A sane allergy sufferer wants to update his or her immune system to make it stop having false positives, but doesn't want to turn it off entirely; and may want to upgrade its response sometimes, too. A sane system administrator wants to update his or her monitoring tools to make them stop having false positives, but doesn't want to turn it off entirely; and sometimes will program new alerts to avoid false negatives. There is a fact of the matter of whether a particular particle is innocuous pollen or a dangerous pathogen; there is a fact of the matter of whether a text message alert coincides with a down web server; and this fact of the matter explains exactly why we would or wouldn't want to alter our immune system or our servers' monitoring system.

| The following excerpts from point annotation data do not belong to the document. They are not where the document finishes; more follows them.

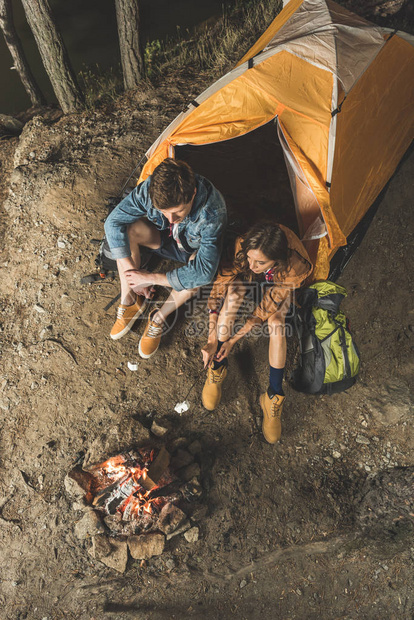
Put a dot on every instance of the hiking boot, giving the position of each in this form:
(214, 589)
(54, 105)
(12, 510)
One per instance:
(272, 406)
(126, 317)
(150, 339)
(211, 394)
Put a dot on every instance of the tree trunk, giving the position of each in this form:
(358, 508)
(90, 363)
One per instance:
(54, 55)
(132, 57)
(18, 55)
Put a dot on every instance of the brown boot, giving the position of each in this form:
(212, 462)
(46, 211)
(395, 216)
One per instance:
(151, 338)
(126, 317)
(211, 395)
(272, 410)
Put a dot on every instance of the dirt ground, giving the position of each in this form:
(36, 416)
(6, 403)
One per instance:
(289, 531)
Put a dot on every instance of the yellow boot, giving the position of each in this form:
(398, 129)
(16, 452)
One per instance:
(211, 395)
(272, 410)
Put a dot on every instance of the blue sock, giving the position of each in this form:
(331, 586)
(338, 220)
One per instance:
(217, 364)
(275, 380)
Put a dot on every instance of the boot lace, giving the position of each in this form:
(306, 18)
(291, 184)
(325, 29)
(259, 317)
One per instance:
(215, 376)
(276, 409)
(154, 330)
(120, 312)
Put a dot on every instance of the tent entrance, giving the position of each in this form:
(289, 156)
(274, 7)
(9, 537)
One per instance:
(250, 171)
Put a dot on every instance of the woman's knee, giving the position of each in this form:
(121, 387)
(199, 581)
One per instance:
(236, 292)
(276, 324)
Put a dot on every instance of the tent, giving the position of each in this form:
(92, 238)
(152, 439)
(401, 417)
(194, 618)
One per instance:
(307, 128)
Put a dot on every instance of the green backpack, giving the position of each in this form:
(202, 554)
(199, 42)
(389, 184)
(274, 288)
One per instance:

The same may apply to our moral impulses: to decide that something is morally significant is, if we are consistent, equivalent to deciding that we would not self-modify to avoid noticing that significance; to decide that it is morally significant is equivalent to deciding that we would self-modify to notice it more reliably.

EDIT: Thanks for the responses. After mulling this over and consulting the Sequences, it seems that the kind of self-modification I'm talking about above is summed up by the training of System 1 by System 2 discussed waaaaay back here. Self-modification for FAI purposes is a level above this. I am only an egg.